In Summertime: How Mungo Jerry Made a Swelling Classic | Music


Ray Dorset, singer, songwriter

I still had a day job at a lab when the melody for In the Summertime entered my head. The lyric took 10 minutes to write. When I was young, my family always went to Hayling Island, Hampshire, for vacations; big business with about 20 of us. That I, for a part of the song, reminded myself of beautiful childhood memories. “In the summer, when the weather is high” means high pressure, when it is not raining and you have that feeling of euphoria, where you feel “you can immediately stretch up and touch the air”. Singing “drink, walk” simply means a cook, a coffee or a milkshake in the days before drinking became a generic term for alcohol.

Rhythmically, the song was a mix of skiffle, Caribbean and Latin American that I have ever loved since I heard Edmundo Ros on the radio with my mom. But it sounded great when we went into Pye’s Studio One to record it in 1970, so we added a lot of percussive effects. The sound of the jug band came from Paul King blowing into a glass bottle while he was playing banjo. I stamped my feet on a piece of wood, a bit like John Lee Hooker. I went: “Ch-ch-ch-UH / Ch-ch-ch-UH,” and I’m told it was the first beatbox sound on a hit record.

Listen to the original version of In the Summertime.

The single went straight away, right in at No. 13. We did Disco 2, the forerunner of BBC2’s The Old Gray Whistle Test, recorded at Shepherd’s Bush. Immediately after the rehearsal upstairs, we had to run downstairs for the filming, due to be aired that evening. Thirteen of us stepped into the elevator, which was half stuck, and which panicked, we would not arrive on time.

Then it went to No. 1. I was still at the lab and people upstairs who had never spoken to me before wanted to be friends. I would go to the factory floor and all the women would chase me. It was a complete madhouse. When I look back at the single’s performance clips, I see that I have this big grin and I wear clothes that make no sense at all, with these massive sidebars, while the other guys in the band have a fitting hippy look . I think I tried to relate everything to nature and spontaneity. For me, it was always about the groove and the atmosphere, not about technical mastery but about seeing how many notes you can play, which leaves me cold.

Barry Murray, producer

When Pye Records started their underground label, Dawn, one of the first things I did was sign Ray Dorset. Previously, I was a gig-booker for a few agencies and Ray always had me under the impression. Whatever set-up he had, he always produced terribly rhythmic, syncopated music.

Mungo Jerry was a four-part, drumless band, with a stand-up bass (Mike Cole) and a piano (Colin Earl).
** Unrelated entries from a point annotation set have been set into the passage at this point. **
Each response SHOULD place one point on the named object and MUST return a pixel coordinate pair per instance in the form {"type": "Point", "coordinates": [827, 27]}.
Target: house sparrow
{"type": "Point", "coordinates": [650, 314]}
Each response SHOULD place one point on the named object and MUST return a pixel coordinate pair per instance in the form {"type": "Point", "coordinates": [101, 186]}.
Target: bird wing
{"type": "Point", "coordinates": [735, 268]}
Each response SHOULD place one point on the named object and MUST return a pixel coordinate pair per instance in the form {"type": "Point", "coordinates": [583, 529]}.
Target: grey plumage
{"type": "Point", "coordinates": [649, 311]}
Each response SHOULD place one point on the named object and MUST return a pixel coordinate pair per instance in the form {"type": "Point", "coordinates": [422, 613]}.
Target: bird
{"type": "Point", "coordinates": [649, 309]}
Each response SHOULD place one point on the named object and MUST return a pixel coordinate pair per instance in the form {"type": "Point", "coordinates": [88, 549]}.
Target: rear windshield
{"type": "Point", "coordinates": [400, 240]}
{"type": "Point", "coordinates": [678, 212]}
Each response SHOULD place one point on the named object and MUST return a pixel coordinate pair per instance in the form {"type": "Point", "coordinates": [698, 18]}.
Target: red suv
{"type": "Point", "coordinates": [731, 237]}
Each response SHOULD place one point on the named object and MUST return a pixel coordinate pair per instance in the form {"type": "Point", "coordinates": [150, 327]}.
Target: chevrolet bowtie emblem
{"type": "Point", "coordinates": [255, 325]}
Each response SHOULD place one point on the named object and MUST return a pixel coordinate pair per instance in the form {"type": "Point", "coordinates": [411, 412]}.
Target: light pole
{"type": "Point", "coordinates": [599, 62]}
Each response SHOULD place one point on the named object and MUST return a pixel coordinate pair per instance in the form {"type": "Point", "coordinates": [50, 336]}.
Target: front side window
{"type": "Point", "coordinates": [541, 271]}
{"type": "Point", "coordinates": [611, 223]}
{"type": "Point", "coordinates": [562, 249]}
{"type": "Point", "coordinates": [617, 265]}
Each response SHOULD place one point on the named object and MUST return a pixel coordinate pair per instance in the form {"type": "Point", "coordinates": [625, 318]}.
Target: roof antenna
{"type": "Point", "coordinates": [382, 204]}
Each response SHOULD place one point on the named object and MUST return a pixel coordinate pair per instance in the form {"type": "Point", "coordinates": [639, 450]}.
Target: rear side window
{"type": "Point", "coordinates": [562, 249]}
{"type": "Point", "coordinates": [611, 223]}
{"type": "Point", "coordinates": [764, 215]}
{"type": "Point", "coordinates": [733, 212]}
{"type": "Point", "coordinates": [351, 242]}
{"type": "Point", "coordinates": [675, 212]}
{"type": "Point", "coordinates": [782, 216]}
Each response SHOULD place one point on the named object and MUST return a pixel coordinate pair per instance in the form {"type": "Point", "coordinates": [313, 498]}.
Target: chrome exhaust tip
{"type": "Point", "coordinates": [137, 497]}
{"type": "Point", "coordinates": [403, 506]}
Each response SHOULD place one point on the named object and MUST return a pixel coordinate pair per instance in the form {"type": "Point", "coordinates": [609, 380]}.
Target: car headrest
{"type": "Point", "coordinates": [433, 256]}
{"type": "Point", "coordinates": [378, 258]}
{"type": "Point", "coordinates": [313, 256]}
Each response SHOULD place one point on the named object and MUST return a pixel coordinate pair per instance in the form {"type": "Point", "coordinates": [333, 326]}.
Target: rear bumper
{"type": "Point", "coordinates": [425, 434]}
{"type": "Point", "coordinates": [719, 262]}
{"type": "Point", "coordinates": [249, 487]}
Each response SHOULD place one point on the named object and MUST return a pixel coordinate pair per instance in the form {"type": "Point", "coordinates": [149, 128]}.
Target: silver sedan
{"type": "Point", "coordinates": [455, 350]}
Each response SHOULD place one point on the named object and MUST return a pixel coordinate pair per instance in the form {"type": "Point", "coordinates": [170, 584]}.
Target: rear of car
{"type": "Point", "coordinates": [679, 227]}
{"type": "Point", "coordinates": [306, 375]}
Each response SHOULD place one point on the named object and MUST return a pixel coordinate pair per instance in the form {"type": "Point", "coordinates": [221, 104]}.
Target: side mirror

They had signed on to make an album, because in those days that was what underground bands did. They did not want a big single, because it was forbidden to him commercially. But they had to support an album by building a sequel and I knew a successful single could achieve that.

Ray played me song after song, earmarking what would be good in the album context. But when he did in the summer, initially at the right time, I knew right away that it was a hit single.

'Clothes that make no sense at all' ... Dorset in 1970.



‘Clothes that make no sense at all’ … Dorset in 1970. Photo: David Warner Ellis / Redferns

The recording is full of heels, vibrations and figures. It has that Brazilian baião-type rhythm, which [Jerry] Leiber en [Mike] Stoller used on Stand By Me. Double track of Ray’s voice on alternating lines was an old Elvis ploy.

But two minutes into the session, the band stopped playing. I asked why and Ray said, “That’s all we have.” Making the record longer meant greater performance royalties for each radio game, so because Pye’s library for sound effects was expensive, I hired engineer Howard Barrow to build his Triumph TR4 in the street. I stood there with a microphone under the exhaust pipe, giving myself practical carbon monoxide poisoning. But we edited the car sound on the tape and copied the first part of the song, with a slightly different mix, on the back. The single is actually the same song that is played twice.

It sold 112.00 copies in one afternoon. But what is often lost in the story is what a phenomenal live band Mungo Jerry were. They made the front page of Melody Maker with the headline “Mungomania” not based on In the Summertime, but for a performance the weekend before they blew the Grateful Dead, Free and Black Sabbath off the stage at the Newcastle-Under-Hollywood Festival Lyme. It was surreal, but despite worries they would be the biggest one-hit miracle of all time, they were back on top with Baby Jump a few months later.

In the Summertime sold 30m copies; not even the Beatles did that. But for me, a hit is always redolent of a place in time. That was my greatest satisfaction: that in future decades, when people heard that track, they remembered the summer of 1970.

Mungo Jerry’s new single, The Lockdown Song, and the new album, Touch the Sky, are available at mungojerry.com.